PA news agency understands that unacceptable behaviours and active bystander training was delivered at RAF Scampton, in Lincolnshire, and that the Red Arrows were among those to receive it.

It is understood to be delivered throughout the RAF, in addition to mandatory diversity and inclusivity training.

PA asked the Ministry of Defence (MoD) to clarify when the training was delivered and whether it was in reaction to the allegations but the MoD did not immediately respond.

The Red Arrows flypast goes over the stadium during the opening ceremony of the Birmingham 2022 Commonwealth Games at the Alexander Stadium, Birmingham (Zac Goodwin/PA) / PA Wire

It comes after RAF boss Air Chief Marshal Sir Mike Wigston, promised to “address as a priority” concerns around the culture of the service.

In an internal statement sent on Thursday, Sir Mike wrote: “You will be well aware of the ongoing focus on the Royal Air Force in the media and on social media, on a number of topics, over the past weeks.

“I am acutely conscious that the coverage affects us all, whether regular, reserve, civil servant, or contractor, as well as our families and loved ones; and there are legitimate questions being asked which I am determined we will address as a priority.”

He added: “It is right that when issues are raised we take swift action to address them, and we continue to strive for an open and honest reporting culture within the service.

“I thank all of you for the part you play in that, our commanders and line managers especially.

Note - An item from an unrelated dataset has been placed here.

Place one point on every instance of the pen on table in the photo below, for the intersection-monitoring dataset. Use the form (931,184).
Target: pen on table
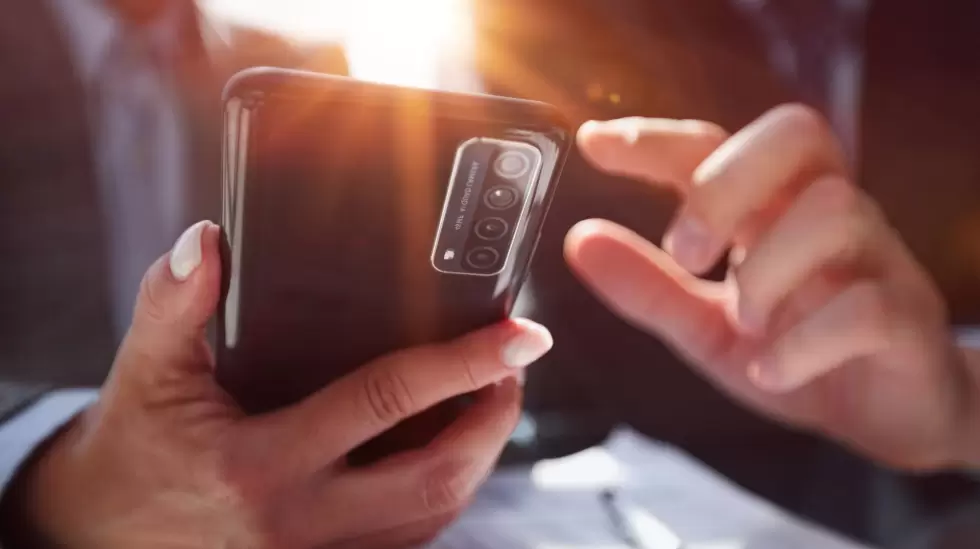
(625,527)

“If you have a concern about an issue or risk that you believe contravenes the values and standards of the service or the Civil Service Code, or exposes the organisation to significant criticism or harm, I encourage you to raise it through the correct channels, your chain of command in the first instance or, if you feel unable to do so for any reason, via the MoD’s confidential helpline or the RAF Police.”

“Recent news coverage has addressed our values and standards, our culture and behaviours, and our determination to meet the MoD’s level of ambition for diversity.

“All of this will be the focus of an Air Force board meeting on September 7.

“As a leadership team, we are clear that unacceptable behaviours have no place in our service.”

The Chief of the Air Staff has invited defence ministers to the meeting on September 7 meeting to discuss personnel policy.

Sir Mike has also asked the department to support a review of RAF recruiting policies, practices and direction, which will seek assurances on current and proposed recruiting practices.

He added: “Having the ministerial team join will enable us to set out the work we have been doing to address concerns in this area and also to discuss how we progress toward an organisation that can draw from the widest possible pool of talent.”